Exactly 10 years ago this past Sunday, the St. Joseph's University men's basketball team completed a perfect regular season, blowing out St. Bonaventure by 32 points to improve to 27-0. The Hawks, led by Naismith Memorial Player of the Year Jameer Nelson and fellow NBA-bound running mate Delonte West, did lose their first game of the Atlantic-10 Tournament to Xavier but still earned themselves a No. 1 seed. They were the last team to finish the regular season undefeated prior to Wichita State accomplishing that feat over the weekend.
With Nelson and West comprising far and away the best backcourt duo in the nation, the little Jesuit school on City Ave. was poised to make a run to the Final Four. The Hawks breezed by Liberty before outlasting Texas Tech and Wake Forest for a place among the Elite 8. A talented, game Oklahoma State team stood in the way, but St. Joe's just looked like a team on a mission. Surely Nelson, West and company would dispose of Eddie Sutton's squad and remain as one the last four standing.
Then John Lucas III happened.
It wasn't just a dagger to the heart of the folks on Hawk Hill. It was a dagger to all of Philadelphia and an affront to the basketball fans who call the original nation's capital home.
You see, this wasn't the first time John Lucas ruined basketball in the City of Brotherly Love.
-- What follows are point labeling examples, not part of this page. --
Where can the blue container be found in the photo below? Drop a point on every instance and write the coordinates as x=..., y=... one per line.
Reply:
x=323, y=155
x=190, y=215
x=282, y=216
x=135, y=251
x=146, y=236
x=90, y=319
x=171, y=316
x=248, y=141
Flash back nearly 10 years earlier, all the way back to 1994. That was the year the Philadelphia 76ers hired John Lucas II, father of John Lucas III, as head coach — and it marked the worst era of Sixers basketball since the historically awful 1972-73 squad that went an NBA-worst 9-73.
While it's true that the Sixers were already experiencing troubling times following the 1992 trade of Charles Barkley to the Phoenix Suns, it was under Lucas II's command that the Sixers hit complete rock bottom.
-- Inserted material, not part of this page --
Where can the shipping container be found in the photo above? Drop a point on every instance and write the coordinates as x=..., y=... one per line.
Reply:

How bad was it? The two seasons Lucas was on the sidelines, the Sixers put forth the second worst two-year stretch in franchise history and the worst that doesn't include that epically awful '72-'73 team. Following a 24-win debut season, the Sixers won just 18 games during the 1995-96 season, compiling a 42-122 combined record under Lucas — a .344 winning percentage. That is just dreadful.
Now it's true that Lucas wasn't exactly coaching the cream of the crop — names like Shawn Bradley, Clarence Weatherspoon, Dana Barros, Jeff Malone, et al — but it was about as bad as things could get. Not even exciting rookie Jerry Stackhouse in year two of the Lucas experience could generate enough buzz to make the Sixers interesting. They were dreadful and, believe it or not, even more painful to watch than this current iteration of the tanking Sixers.
Of course, the dreadfulness of the '95-'96 Sixers led to Philadelphia winning the lottery and selecting Allen Iverson first overall in the 1996 NBA Draft, so perhaps saying Lucas II ruined Philadelphia basketball is a bit harsh. In a roundabout way, he actually saved it by his ineptitude putting the Sixers in position to draft the future Hall of Famer and most recent honoree of a retired number.
But mention the name John Lucas in Philadelphia and you're sure to raise the ire of basketball fans across the city. From John Lucas II and his coaching that made you wonder whether or not he was still a drug addict to John Lucas III and his backbreaking three-pointer to eliminate one of the most beloved college teams in Philadelphia history, the wounds still run deep.
John Lucas ruined Philadelphia basketball not once … but twice. And I'll never forget either one.